100 Market 106 Parts manufacturer 211 Newly procured parts management device 212 Collected products management device 213 Inventory suitability determination module 214 Required parts calculation means 215 Production plan creation device 216 Parts configuration database 315 Newly procured parts management server 316 Newly procured parts management database 317 Newly procured Parts information input interface (I /
F) 401 Newly procured parts table 519 Collected product management server 520 Collected product management database 521 Reusable part information input interface (I
/ F) 522 Usage time information input interface (I / F) 523 Reuse determination module 524 Usage history information input interface (I / F) 525 Reproduction man-hour calculation module 601 Reusable parts table 602 Discarded parts table 1001 Product (collector) ) 1002 magnetic memory 1003 magnetic memory reading device 1201, 1202, 1203 product (collection machine) 1501 parts procurement module 1601 interface 1602 CPU 1603 ROM 1604 RAM 1605 display device 1606 hard disk 1607 keyboard 1608 CD-ROM drive 1609 CD-ROM (storage medium) )

Claims (4)

[Claims] 1. An inventory for inventory management of parts in a recycling production process in which a product used in the market is collected, and the collected product after disassembling the collected product and a newly procured part are combined to assemble the product again. In the management support device, the newly procured parts management means for managing the stock status of newly procured parts, the recovered product management means for managing the information on the recovered products and the recovered parts, and the number of parts required to achieve the production plan. And necessary parts calculating means for calculating the time based on a predetermined production plan and parts database, and information from the recovered product management means, and the quantity of newly procured parts and recovered parts when determining the suitability of the inventory quantity, Inventory management support, characterized by having inventory quantity adequacy determining means for determining the adequacy of inventory quantity based on the quantity of parts required for production planning Location. 2. The collected product management means stores a used time in the market of the collected product and detects the used time, and a reuse part according to the type of the collected part of the product and the used time.
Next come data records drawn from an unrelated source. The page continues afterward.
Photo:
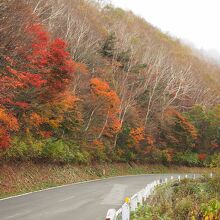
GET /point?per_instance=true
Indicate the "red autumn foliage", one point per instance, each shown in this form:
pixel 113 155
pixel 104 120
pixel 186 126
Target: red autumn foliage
pixel 137 134
pixel 43 73
pixel 202 156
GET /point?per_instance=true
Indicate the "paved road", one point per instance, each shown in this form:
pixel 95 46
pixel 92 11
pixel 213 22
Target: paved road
pixel 87 201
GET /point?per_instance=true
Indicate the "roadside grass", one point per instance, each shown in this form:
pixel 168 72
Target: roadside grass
pixel 19 178
pixel 186 200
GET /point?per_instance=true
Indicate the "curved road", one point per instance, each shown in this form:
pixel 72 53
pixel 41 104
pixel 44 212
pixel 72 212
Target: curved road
pixel 85 201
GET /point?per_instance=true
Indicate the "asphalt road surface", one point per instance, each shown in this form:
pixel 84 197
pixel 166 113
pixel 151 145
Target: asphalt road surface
pixel 86 201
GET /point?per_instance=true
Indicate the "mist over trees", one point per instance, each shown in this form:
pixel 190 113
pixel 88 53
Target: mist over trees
pixel 82 81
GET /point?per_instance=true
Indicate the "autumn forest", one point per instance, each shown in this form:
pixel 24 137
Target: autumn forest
pixel 82 81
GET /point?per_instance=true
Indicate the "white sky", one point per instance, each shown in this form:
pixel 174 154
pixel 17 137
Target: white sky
pixel 195 21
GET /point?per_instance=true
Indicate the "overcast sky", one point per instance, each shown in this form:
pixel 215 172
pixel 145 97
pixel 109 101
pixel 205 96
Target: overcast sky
pixel 195 21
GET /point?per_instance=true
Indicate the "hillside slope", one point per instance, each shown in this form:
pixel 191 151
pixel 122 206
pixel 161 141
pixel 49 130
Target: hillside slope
pixel 85 81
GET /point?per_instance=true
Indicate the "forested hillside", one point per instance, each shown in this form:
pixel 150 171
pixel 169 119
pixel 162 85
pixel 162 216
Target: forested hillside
pixel 83 82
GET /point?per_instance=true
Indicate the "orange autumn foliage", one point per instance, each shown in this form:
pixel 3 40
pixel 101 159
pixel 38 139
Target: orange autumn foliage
pixel 137 134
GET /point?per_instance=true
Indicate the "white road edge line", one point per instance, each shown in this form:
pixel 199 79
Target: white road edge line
pixel 82 182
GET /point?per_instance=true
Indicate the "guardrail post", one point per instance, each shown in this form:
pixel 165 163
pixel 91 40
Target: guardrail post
pixel 125 212
pixel 133 203
pixel 166 180
pixel 110 214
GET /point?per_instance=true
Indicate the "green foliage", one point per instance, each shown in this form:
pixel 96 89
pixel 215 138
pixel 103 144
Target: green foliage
pixel 60 151
pixel 186 158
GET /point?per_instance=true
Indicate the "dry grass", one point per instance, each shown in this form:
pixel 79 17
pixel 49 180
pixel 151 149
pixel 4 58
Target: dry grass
pixel 26 177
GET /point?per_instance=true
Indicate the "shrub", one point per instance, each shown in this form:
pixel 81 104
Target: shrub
pixel 60 151
pixel 19 150
pixel 186 158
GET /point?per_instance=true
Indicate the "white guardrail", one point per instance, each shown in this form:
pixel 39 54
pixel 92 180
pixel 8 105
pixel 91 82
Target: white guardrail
pixel 131 204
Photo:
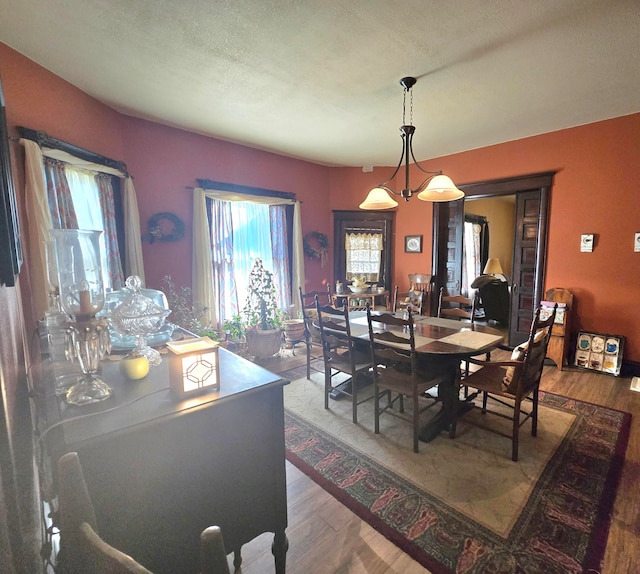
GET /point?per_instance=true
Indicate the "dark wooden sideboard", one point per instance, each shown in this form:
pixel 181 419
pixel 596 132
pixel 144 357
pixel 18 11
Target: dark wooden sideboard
pixel 160 470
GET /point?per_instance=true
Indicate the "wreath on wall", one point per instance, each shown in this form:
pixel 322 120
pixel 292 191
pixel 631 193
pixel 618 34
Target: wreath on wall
pixel 159 230
pixel 316 246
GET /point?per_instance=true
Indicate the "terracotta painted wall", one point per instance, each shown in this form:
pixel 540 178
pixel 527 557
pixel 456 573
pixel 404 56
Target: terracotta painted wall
pixel 164 161
pixel 596 190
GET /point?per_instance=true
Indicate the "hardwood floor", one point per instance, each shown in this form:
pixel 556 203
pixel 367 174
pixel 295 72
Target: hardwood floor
pixel 326 538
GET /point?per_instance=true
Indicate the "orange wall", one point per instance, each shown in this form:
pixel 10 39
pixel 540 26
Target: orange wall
pixel 164 161
pixel 595 190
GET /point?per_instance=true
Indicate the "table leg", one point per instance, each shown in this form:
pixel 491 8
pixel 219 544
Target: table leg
pixel 279 549
pixel 446 418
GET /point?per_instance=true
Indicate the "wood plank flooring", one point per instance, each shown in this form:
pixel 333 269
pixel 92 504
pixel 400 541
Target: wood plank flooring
pixel 326 538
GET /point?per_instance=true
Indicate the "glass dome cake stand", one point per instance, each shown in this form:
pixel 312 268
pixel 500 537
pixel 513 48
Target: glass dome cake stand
pixel 140 317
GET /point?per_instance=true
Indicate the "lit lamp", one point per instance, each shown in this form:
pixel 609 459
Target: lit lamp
pixel 493 267
pixel 194 366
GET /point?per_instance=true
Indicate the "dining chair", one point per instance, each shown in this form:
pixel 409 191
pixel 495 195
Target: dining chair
pixel 458 307
pixel 311 334
pixel 341 355
pixel 82 549
pixel 509 383
pixel 422 282
pixel 401 301
pixel 397 371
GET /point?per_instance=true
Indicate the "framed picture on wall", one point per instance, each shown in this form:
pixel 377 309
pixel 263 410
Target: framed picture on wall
pixel 413 243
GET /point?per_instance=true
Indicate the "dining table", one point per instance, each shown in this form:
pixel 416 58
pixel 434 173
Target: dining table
pixel 441 345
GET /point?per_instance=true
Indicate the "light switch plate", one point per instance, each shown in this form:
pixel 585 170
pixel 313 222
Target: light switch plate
pixel 586 243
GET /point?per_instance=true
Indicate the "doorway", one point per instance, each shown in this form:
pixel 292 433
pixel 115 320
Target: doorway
pixel 531 194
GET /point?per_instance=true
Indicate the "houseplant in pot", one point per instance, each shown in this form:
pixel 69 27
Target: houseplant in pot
pixel 261 314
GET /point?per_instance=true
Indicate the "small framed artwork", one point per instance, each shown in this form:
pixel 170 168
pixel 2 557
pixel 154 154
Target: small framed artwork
pixel 586 242
pixel 413 243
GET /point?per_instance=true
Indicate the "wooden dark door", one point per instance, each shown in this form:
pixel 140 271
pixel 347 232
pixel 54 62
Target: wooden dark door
pixel 363 222
pixel 530 242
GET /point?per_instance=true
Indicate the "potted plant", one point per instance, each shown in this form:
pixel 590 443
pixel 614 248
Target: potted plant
pixel 261 315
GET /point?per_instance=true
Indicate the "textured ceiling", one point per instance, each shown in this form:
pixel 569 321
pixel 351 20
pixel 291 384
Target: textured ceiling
pixel 318 80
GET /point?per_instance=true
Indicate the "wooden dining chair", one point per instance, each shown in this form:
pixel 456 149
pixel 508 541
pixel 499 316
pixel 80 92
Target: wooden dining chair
pixel 311 334
pixel 509 383
pixel 414 299
pixel 397 372
pixel 461 308
pixel 82 549
pixel 341 355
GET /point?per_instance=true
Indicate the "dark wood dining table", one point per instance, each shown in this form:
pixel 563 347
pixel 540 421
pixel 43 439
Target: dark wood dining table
pixel 441 345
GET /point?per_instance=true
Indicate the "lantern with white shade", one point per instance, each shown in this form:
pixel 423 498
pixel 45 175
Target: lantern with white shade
pixel 194 366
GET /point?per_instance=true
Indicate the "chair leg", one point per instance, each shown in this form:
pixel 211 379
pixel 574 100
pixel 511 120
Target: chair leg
pixel 354 397
pixel 515 432
pixel 327 384
pixel 376 407
pixel 416 422
pixel 534 414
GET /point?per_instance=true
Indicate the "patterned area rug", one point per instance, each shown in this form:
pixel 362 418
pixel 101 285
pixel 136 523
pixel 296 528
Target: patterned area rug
pixel 563 523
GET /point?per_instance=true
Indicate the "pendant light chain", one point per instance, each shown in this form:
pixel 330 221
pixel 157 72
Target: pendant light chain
pixel 410 107
pixel 436 187
pixel 404 107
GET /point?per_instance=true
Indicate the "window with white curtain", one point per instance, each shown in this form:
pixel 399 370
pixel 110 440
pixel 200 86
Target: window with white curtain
pixel 241 232
pixel 471 256
pixel 86 202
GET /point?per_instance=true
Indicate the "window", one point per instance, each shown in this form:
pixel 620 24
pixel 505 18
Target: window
pixel 80 199
pixel 364 256
pixel 241 233
pixel 224 245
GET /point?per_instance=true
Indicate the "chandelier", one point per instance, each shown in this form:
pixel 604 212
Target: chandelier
pixel 436 187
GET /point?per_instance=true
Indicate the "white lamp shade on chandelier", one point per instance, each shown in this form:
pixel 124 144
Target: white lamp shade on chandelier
pixel 436 187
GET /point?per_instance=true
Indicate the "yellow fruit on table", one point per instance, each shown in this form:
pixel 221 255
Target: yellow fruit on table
pixel 134 368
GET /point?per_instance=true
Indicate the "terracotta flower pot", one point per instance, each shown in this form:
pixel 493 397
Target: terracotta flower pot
pixel 262 344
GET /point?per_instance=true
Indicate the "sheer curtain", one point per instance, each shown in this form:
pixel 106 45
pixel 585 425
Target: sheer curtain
pixel 471 256
pixel 364 256
pixel 223 252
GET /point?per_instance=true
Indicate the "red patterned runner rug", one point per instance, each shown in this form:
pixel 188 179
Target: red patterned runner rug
pixel 563 527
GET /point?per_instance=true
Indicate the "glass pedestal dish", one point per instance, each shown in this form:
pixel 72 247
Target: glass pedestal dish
pixel 140 317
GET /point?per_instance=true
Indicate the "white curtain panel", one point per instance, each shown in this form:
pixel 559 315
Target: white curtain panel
pixel 39 218
pixel 202 269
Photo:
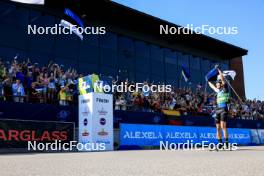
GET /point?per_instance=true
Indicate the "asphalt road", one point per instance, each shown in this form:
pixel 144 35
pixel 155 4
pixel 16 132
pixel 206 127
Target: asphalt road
pixel 247 161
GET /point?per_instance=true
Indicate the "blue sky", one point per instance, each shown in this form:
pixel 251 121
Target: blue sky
pixel 248 16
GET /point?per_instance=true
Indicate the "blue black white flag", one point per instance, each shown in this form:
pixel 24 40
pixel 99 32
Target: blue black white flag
pixel 40 2
pixel 212 75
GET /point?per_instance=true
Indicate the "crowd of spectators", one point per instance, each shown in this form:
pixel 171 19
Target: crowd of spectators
pixel 29 82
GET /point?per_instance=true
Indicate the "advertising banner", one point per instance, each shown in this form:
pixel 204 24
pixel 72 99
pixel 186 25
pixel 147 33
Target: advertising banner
pixel 96 119
pixel 152 135
pixel 17 133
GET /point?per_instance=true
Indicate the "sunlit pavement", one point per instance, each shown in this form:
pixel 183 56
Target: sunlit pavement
pixel 247 161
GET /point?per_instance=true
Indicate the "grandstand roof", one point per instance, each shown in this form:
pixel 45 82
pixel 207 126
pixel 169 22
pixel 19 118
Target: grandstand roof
pixel 114 14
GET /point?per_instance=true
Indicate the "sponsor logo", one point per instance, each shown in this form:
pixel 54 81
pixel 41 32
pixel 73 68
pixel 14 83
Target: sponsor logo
pixel 85 133
pixel 63 114
pixel 102 121
pixel 102 112
pixel 102 133
pixel 101 100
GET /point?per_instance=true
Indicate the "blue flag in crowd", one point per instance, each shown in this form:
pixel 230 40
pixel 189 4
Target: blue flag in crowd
pixel 212 75
pixel 72 21
pixel 186 73
pixel 39 2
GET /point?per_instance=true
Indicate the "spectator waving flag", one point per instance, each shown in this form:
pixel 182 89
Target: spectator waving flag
pixel 40 2
pixel 186 73
pixel 212 75
pixel 73 22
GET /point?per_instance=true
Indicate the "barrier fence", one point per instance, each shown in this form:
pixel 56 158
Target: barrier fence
pixel 151 135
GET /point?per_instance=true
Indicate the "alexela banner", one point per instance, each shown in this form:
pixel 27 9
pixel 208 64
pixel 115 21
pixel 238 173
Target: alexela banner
pixel 152 135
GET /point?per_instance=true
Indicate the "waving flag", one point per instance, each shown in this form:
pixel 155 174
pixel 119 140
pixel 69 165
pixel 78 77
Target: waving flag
pixel 212 75
pixel 186 73
pixel 40 2
pixel 228 73
pixel 73 22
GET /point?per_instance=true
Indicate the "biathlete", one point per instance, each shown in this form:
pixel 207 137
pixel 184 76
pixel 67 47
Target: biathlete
pixel 221 110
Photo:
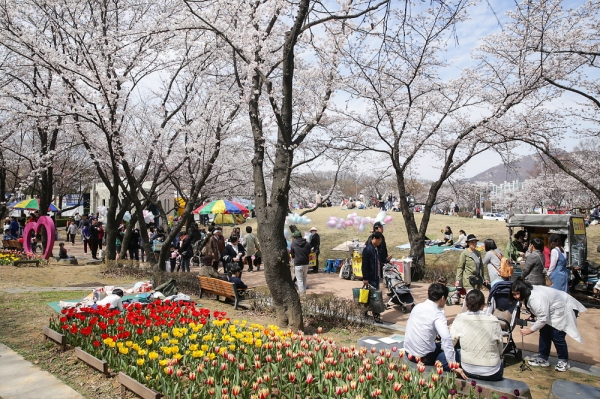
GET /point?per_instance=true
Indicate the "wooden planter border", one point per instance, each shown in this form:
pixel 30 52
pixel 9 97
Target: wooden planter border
pixel 92 361
pixel 139 389
pixel 464 387
pixel 56 337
A usage time setting means for setting a standard time in a plurality of stages, and a judgment means for comparing the detected usage time of the product in the market with the standard time to determine whether or not reusable parts can be reused. The inventory management support apparatus according to claim 1, further comprising: 3. The collected product management means cleans the collected parts of the product according to type and usage time,
Equipped with each remanufacturing process such as inspection and remanufacturing, and remanufacturing man-hour setting means for setting the man-hour required for each remanufacturing process, and the judging means is necessary for each recovered part based on the usage time of the detected product in the market. The inventory management support apparatus according to any one of claims 1 and 2, wherein a recycling process and a man-hour are determined. 4. The use time is divided into a time range in which it can be determined that it can be used for each type of the recovered parts, a time range in which it can be determined that it cannot be used, and a time range in which the availability cannot be determined only by the use time. It is roughly classified and is used for the judgment of the judgment means.
The inventory management support device described in any one of 3.